Wherever you go, the experience is usually the same.
You enter a church or a cathedral, and an ecclesiastical hush descends. You admire the architecture, the artworks, the centuries of history and of faith that have stood the test of time.
And then you enter a special chapel or museum, where the holiest of items resides. Behind a glass case stands the stuff of legend: the Holy Grail.
Or is it? What makes this cup the Holy Grail – but not another?
In Europe alone, there are said to be around 200 cups, each thought to be the Holy Grail – the cup used by Jesus Christ at the Last Supper.
Believers flock to see them and pray over them. But which is the real grail – and does it even exist?
One thing’s for certain – the Holy Grail is embedded deep into our collective imagination. The idea of a quest is a constant theme in literature, art and movies, while we routinely refer to what would be our ultimate goals – but usually lie tantalizingly out of sight – as the “holy grail.” Major medical breakthroughs are often called the “holy grail” for the disease in question.
It’s part of pop culture, too. Dan Brown made millions off his interpretation of the Holy Grail in the “Da Vinci Code,” in which he posited that the grail was not in fact an object, but a secret – that Jesus Christ had fathered children with Mary Magdalen. And who can forget Harrison Ford reaching out for the “cup of a carpenter” in “Indiana Jones and the Last Crusade”?
Even stories that have nothing to do with Christianity are often centered around quests – from Harry Potter to “Lord of the Rings.”
Strip away those modern connotations, though, and we’re left with a simple explanation. The Holy Grail is, supposedly, the cup used by Jesus at the Last Supper.
The goblet that Christ drunk from before his arrest, sentencing and crucifixion would of course be of interest to Christians around the world. And the fact that, over the centuries, legends have arisen of “grails” producing miracles, has only added to the enthusiasm.
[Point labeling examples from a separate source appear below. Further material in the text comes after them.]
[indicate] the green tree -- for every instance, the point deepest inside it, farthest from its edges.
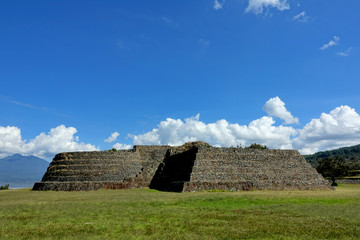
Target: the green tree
(332, 168)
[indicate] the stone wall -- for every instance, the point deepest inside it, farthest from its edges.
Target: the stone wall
(348, 180)
(192, 167)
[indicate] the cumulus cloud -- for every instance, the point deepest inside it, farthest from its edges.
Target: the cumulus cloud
(218, 5)
(112, 137)
(276, 108)
(257, 6)
(221, 133)
(59, 139)
(120, 146)
(332, 42)
(339, 128)
(301, 17)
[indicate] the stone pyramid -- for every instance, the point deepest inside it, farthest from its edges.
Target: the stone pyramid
(194, 166)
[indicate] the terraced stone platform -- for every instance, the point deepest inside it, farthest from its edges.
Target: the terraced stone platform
(194, 166)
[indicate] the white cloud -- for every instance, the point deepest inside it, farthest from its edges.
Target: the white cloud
(339, 128)
(120, 146)
(112, 137)
(59, 139)
(276, 108)
(345, 53)
(257, 6)
(221, 133)
(301, 17)
(218, 5)
(332, 42)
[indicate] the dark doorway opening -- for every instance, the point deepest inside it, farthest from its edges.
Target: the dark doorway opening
(174, 171)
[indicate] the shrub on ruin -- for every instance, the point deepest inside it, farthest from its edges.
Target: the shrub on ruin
(332, 168)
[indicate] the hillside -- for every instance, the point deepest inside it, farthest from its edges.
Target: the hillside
(350, 154)
(21, 171)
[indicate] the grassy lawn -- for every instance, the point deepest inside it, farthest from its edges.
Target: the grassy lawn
(148, 214)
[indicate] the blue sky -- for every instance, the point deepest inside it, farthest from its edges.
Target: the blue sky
(73, 73)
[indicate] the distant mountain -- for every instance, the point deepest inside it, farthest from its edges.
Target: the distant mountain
(350, 154)
(21, 171)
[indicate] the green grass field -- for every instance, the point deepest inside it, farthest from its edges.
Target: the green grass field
(148, 214)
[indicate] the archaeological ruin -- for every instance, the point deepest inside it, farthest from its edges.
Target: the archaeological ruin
(194, 166)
There’s just one problem, says Joanne Pierce, professor of religious studies at the College of the Holy Cross in Massachusetts.
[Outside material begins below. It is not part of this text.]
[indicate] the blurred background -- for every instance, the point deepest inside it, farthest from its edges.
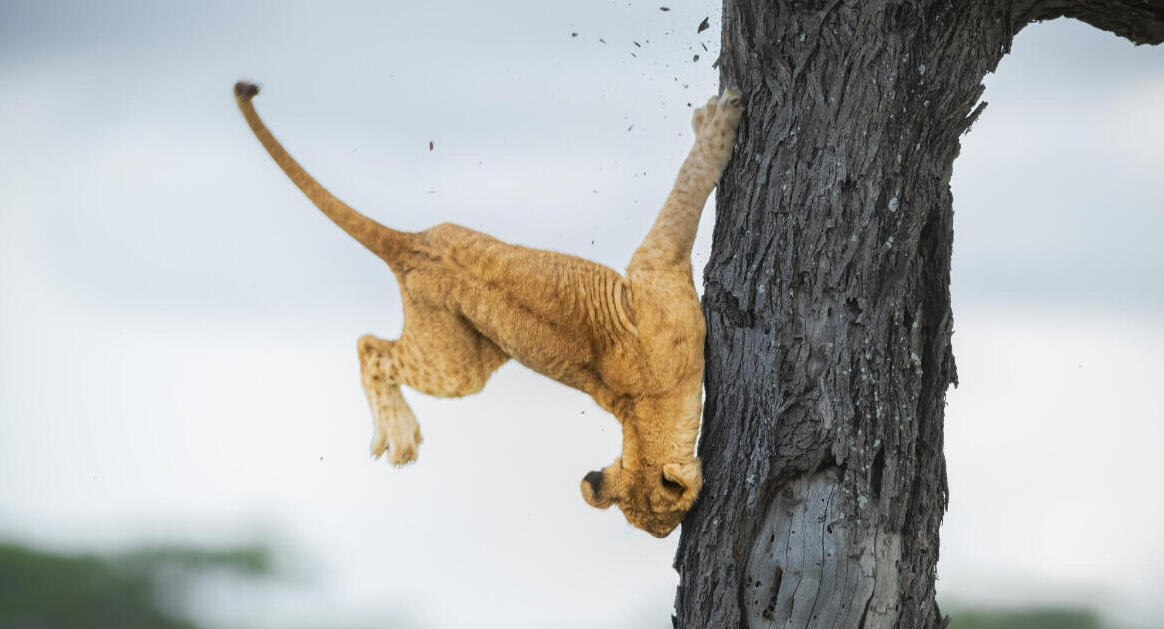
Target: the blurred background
(183, 436)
“I honestly do not think that the actual cup from the Last Supper still exists,” she says.
“Jesus certainly used a cup at the Last Supper, but if you look at some Gospel accounts, the room was already prepared by someone else [before they arrived]. So it may not have been his cup.”
For Pierce, a Catholic, the idea of the Holy Grail is more symbolic than realistic – in her words, “a cultural reality rather than a religious reality.”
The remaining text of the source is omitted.